Some research has proposed using non-linear adjustments or non-independent adjustments with cross-channel interactions in the second step to try to improve chromatic adaptation transforms. For example, Nayatani and Guth used a power function instead of linear gain. However, these methods did not achieve significantly better results.

Changing the transformation matrix from XYZ tristimulus values to the LMS relative cone space may yield better results. In this case, the space is no longer referred to as LMS, but as RGB. Examples include the HPE transformation matrix used by Fairchild, the BFD transformation matrix by Bradford, and the matrices used in CAT02 and CAT16.

Additionally, although non-linear adjustments do not yield better results, improvements can be made to the coefficients used in linear gain. For example, CMC-CAT and CAT02 introduced the concept of a degree of adaptation, D, to control the completeness of the adaptation. D ranges between 0 and 1, where 1 represents complete adaptation and 0 represents no adaptation. In CAT02, D is a value related to the luminance of the adapting field on the input side, and a factor F, representing the ambient surround (bright or dark), is also included.

$$ D = F \cdot \left[1 - \frac{1}{3.6} e^{\frac{-L_A - 42}{92}}\right] $$

Here, $L_A$ is the luminance of the adapting field on the input side in cd/m², and $F$ is the surround factor. It is set to 1.0 for an average surround, 0.9 for a dim surround, and 0.8 for a dark surround. The choice is determined by the relative luminance, for example, a bright office, watching television indoors, or a dark cinema.

CAT16

The current CIE recommended chromatic adaptation transform is CAT16, which is a linear transform. The process for the one-step CAT16 is as follows.

Inputs: White point of the input adapting field \(\text{XYZ}_{w}\), white point of the output (reference) adapting field $\text{XYZ}_{wr}$, input colour $\text{XYZ}$, luminance of the adapting field light source $L_A$, and surround factor $F$.

  1. Transform \(\text{XYZ}_{w}\), \(\text{XYZ}_{wr}\), and $\text{XYZ}$ into the RGB space using the transformation matrix \(\mathbf{M}_{16}\).

    \[ \begin{bmatrix} R \\ G \\ B \end{bmatrix} = \begin{bmatrix} 0.401288 & 0.650173 & -0.051461 \\ -0.250268 & 1.204414 & 0.045854 \\ -0.002079 & 0.048952 & 0.953127 \end{bmatrix} \begin{bmatrix} X \\ Y \\ Z \end{bmatrix} \]

  2. Perform the adaptation transform on each of the three RGB channels separately. The gain coefficients depend on the degree of adaptation, D, which is calculated in the same way as in CAT02. For the G and B gain coefficients, $R_{wr}$ and $R_w$ are replaced accordingly.

    \[ k_R = D \cdot \frac{Y_w}{Y_{wr}} \cdot \frac{R_{wr}}{R_w} + 1 - D \\ R_c = k_R \cdot R \]

  3. Transform the adapted RGB values back to the XYZ space using \(\mathbf{M}_{16}^{-1}\). The subscript c or r is used to denote the corresponding colour or the reference field, respectively.
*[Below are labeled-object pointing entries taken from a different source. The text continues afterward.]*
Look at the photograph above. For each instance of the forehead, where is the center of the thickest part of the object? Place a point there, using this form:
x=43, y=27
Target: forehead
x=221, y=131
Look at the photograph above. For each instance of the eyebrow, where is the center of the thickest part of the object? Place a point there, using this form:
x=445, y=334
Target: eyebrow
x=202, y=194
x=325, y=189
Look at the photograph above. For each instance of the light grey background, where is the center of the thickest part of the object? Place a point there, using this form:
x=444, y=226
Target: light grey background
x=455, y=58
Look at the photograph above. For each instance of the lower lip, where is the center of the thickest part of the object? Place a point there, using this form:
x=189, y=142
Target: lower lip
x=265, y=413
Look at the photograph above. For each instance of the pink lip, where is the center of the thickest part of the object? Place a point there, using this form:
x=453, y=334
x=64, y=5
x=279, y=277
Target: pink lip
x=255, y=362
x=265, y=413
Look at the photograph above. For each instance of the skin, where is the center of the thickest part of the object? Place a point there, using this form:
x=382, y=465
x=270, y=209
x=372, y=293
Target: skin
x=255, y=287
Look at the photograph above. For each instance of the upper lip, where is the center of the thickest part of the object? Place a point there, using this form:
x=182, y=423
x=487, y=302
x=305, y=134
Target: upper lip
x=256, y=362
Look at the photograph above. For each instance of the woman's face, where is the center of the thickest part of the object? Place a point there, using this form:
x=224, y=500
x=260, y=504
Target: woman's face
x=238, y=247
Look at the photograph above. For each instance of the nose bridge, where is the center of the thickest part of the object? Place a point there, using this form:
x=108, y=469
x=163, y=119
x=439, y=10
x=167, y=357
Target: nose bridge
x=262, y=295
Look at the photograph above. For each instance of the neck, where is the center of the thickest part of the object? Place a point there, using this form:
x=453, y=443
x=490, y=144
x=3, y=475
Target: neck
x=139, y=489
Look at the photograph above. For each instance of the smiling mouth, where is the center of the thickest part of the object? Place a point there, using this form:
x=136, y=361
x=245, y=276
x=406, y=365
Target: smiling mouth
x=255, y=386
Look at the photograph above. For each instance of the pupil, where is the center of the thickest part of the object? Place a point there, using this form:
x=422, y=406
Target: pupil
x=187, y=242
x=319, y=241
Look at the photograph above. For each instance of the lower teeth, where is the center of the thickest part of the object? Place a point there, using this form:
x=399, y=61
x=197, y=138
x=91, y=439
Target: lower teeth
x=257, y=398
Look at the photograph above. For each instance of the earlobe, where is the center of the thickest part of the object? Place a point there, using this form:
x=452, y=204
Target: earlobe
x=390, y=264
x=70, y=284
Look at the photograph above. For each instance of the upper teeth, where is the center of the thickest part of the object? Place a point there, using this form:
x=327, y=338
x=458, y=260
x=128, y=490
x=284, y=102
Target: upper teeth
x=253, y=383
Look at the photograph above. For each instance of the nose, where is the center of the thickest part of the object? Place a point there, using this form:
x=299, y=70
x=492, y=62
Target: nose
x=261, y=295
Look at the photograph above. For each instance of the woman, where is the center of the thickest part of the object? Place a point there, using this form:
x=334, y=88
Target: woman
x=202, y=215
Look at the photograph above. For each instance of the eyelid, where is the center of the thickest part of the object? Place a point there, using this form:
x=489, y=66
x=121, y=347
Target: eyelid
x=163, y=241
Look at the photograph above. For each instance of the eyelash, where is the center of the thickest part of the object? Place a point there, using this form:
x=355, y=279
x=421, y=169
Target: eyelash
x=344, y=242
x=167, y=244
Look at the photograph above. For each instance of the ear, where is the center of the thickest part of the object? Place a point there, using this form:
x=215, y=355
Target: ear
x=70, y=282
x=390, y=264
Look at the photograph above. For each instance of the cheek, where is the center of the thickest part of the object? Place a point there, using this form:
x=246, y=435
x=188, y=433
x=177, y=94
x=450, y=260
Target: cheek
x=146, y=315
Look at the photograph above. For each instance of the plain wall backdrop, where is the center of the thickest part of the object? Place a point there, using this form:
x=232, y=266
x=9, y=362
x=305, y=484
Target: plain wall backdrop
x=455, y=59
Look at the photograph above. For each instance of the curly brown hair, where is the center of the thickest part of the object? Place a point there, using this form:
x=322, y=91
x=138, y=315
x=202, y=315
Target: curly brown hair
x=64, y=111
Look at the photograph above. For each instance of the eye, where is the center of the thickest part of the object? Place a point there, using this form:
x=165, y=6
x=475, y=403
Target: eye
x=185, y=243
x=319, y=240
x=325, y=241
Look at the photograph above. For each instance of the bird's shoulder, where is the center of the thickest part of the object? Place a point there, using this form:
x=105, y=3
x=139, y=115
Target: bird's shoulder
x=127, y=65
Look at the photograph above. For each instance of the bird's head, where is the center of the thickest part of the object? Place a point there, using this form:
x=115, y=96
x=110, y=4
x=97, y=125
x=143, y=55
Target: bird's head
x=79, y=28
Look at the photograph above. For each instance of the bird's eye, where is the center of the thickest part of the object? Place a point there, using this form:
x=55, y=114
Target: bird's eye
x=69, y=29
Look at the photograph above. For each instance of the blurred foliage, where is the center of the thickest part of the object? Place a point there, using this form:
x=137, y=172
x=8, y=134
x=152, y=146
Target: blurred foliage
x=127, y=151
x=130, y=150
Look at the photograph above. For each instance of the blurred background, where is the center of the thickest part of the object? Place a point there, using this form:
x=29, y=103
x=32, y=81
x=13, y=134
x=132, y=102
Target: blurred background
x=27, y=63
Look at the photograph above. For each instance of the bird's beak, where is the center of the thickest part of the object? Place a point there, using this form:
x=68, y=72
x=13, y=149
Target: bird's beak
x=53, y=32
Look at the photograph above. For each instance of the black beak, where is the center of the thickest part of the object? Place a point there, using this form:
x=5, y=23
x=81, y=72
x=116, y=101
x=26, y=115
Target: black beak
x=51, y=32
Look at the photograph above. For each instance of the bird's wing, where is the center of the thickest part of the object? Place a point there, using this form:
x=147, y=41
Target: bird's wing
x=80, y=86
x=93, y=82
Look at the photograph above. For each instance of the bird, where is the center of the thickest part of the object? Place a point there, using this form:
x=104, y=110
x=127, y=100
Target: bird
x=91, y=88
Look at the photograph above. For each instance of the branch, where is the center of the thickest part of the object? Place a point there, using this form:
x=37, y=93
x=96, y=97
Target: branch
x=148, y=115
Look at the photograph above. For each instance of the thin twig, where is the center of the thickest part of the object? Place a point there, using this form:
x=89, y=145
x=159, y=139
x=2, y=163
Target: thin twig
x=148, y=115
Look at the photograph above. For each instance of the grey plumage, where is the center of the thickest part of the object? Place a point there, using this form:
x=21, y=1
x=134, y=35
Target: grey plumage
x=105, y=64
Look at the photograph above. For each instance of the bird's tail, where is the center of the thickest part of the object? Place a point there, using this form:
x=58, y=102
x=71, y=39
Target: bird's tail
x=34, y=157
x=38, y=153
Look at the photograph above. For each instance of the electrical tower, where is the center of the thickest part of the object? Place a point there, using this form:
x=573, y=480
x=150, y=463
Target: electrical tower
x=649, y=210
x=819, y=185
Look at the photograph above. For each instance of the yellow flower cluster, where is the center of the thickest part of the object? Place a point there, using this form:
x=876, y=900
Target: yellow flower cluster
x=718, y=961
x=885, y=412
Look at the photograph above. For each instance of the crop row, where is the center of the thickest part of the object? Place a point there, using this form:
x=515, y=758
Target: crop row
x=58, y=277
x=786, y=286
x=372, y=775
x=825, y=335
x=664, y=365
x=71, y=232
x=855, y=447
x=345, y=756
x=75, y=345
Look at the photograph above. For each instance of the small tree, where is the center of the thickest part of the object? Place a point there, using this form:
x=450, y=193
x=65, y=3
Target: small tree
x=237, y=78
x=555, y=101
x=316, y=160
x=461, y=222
    \[ \begin{bmatrix} X_c \\ Y_c \\ Z_c \end{bmatrix} = \mathbf{M}_{16}^{-1} \begin{bmatrix} R_c \\ G_c \\ B_c \end{bmatrix} \]

Due to the presence of the degree of adaptation D, CAT16 is not reversible in most cases. There is also a two-step version of CAT16 designed to solve the problem where the original input cannot be recovered after inverting the one-step method. The two-step method defines an intermediate illuminant, such as an equal-energy white, and works by adapting the input field to the equal-energy white field and then predicting the corresponding colour for the output field in reverse from the equal-energy white field.

If we use \(\Lambda_{r,t}\) to denote the linear gain diagonal matrix from the input field t to the output field r, then the total transformation matrix for the one-step method is:

\[ \Phi_{r,t} = \mathbf{M}_{16}^{-1} \Lambda_{r,t} \mathbf{M}_{16} \]

The total transformation matrix for the two-step method is:

\[ \begin{align*} \Pi_{r,t} &= \Psi_{r,se} \Phi_{se,t} \\ &= \mathbf{M}_{16}^{-1} \Lambda_{se,r}^{-1} \mathbf{M}_{16} \mathbf{M}_{16}^{-1} \Lambda_{se,t} \mathbf{M}_{16} \\ &= \mathbf{M}_{16}^{-1} \Lambda_{se,r}^{-1} \Lambda_{se,t} \mathbf{M}_{16} \end{align*} \]

Here, ‘se’ denotes the equal-energy white. In practice, there is almost no difference in the results between the two-step and one-step methods, and the one-step method is currently more commonly used.